NEW YORK - (Business Wire) Fitch Ratings assigns an 'AA' rating to the town of Bethel, Connecticut's $38.2 million of general obligation (GO) bonds, consisting of the following issues: --$22.8 million GO bonds, issue of 2009, series A;
--$15.5 million GO sewer bonds, issue of 2009, series B.
Fitch also assigns an 'F1+' rating to the town's GO bond anticipation notes (BANs). The GO bonds and BANs are scheduled to sell competitively on Nov. 17, 2009 with bond proceeds financing renovations and additions to the town's high school and a sewer expansion project. GO BANs will finance various school, sewer, and general purpose capital projects. In addition, Fitch affirms the 'AA' rating on the town's approximately $22.5 million of outstanding GO bonds. The Rating Outlook is Stable.
The 'AA' rating reflects Bethel's stable financial operations, strong economic indicators, and moderate debt ratios, which should benefit from minimal capital needs. The town's small, but relatively diverse employment base exhibits below-average unemployment rates and high wealth levels. Tax base growth between revaluation years has been healthy for much of this decade. A key rating driver is the maintenance of adequate financial flexibility in a challenging revenue-raising environment, coupled with improvement in the town's pension funded ratios. The 'F1+' rating on the GO BANs reflects Bethel's strong general credit characteristics.
Located in northern Fairfield County, Bethel is a community of an estimated 18,438 with commuter access to the employment centers in Danbury and lower Fairfield County. The town's own employment base is largely stable and includes a mix of jobs in precision manufacturing, research, and services. The largest employers include Gillette-Duracell, Eaton Corporation (aerospace research), and Bethel Healthcare. The addition of a Target and Big Y to the town's major employers offset a modest downsizing at Eaton Corporation more recently. Unemployment rates have risen with the broader economic recession, but remained below-average at 7.4% in August 2009. Per capita income levels are comfortably above the national average and on par with the state's high average.
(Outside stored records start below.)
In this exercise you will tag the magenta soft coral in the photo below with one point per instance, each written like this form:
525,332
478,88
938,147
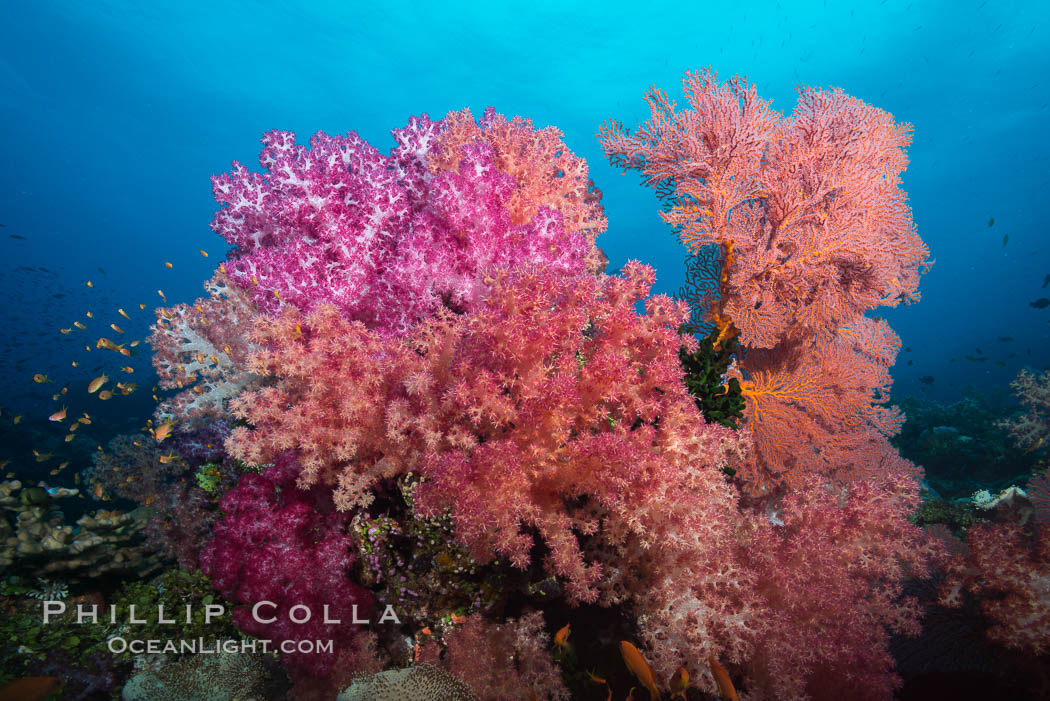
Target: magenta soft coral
555,390
290,547
799,596
386,240
1008,567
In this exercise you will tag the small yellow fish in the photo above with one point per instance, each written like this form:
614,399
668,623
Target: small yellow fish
97,382
679,682
725,684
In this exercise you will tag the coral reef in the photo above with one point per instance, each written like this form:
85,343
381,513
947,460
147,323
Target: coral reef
41,545
420,682
200,349
554,387
813,232
213,677
290,547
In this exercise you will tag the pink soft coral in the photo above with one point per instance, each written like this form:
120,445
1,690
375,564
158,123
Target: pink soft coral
800,229
387,239
1008,567
799,595
501,661
201,349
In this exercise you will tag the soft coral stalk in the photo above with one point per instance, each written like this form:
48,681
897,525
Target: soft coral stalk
390,238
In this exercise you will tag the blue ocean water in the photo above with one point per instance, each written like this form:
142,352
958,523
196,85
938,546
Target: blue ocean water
116,114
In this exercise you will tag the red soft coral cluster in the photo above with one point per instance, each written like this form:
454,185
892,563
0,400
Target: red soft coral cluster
1031,429
554,391
500,660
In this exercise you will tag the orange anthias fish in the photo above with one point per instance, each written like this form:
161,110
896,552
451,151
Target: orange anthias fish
29,688
636,663
96,383
721,679
679,682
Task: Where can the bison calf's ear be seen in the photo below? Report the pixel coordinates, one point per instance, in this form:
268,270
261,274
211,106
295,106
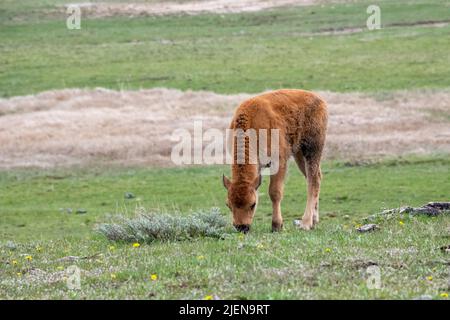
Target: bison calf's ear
226,182
257,182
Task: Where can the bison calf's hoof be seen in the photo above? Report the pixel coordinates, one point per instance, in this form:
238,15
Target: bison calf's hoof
276,226
242,228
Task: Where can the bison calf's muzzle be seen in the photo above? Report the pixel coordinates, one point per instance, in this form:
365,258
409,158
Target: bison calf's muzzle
242,227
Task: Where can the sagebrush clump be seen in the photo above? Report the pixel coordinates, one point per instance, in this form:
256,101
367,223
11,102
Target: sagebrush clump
148,227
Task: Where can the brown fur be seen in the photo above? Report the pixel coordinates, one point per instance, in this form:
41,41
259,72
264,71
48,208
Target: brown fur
301,117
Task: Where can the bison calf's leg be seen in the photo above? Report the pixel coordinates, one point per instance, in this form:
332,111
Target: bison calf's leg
311,215
276,195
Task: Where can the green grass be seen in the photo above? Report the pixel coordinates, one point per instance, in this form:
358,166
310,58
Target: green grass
291,264
231,53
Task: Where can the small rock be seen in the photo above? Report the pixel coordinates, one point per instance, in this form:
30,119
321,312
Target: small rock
367,227
81,211
129,195
439,205
430,211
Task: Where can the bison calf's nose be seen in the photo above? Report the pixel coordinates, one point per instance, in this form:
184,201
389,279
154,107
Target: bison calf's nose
242,228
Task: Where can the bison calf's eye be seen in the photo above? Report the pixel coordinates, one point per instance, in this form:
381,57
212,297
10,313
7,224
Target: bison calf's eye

Bethel's financial operations have exhibited stability across economic cycles. Budgets are developed conservatively, with prudent revenue forecasts typically leading to balanced operations and healthy reserve levels. Fiscal 2009 is expected to end with a modest surplus - the town's eighth this decade - which should bring the unreserved general fund balance to approximately 10% of spending ($6 million), in line with Bethel's informal fund balance policy. The fiscal 2010 budget increased by a negligible 0.15% over the fiscal 2009 budget and, as is the town's practice, does not include an appropriation of fund balance. Officials expect to formalize the town's fund balance policy within the current fiscal year.
With the series 2009 issues, Bethel fulfills its bonding needs for the foreseeable future. As such, currently moderate debt ratios of $2,244 per capita, or 1.3% of taxable market value, are expected to fall. Amortization rates are average and debt service claims a modest 5.8% of fiscal 2009 spending. The town does not maintain a five-year capital improvement plan, as its major capital needs have largely been met. Bethel's town and police pension plans are underfunded at 55.2% and 64.5%, respectively, as a result of valuation and benefit changes, coupled with poor investment returns, earlier in the decade. The town has prudently increased funding of the annual required contributions (ARCs) for several years and plans to overfund the ARCs in fiscal years 2010 and 2011. Officials expect a modest increase in funded ratios as of the July 1, 2009 valuation date. Bethel does not expect a large other post-employment benefits liability when its actuarial valuation is finalized for inclusion in the fiscal 2009 comprehensive annual financial report.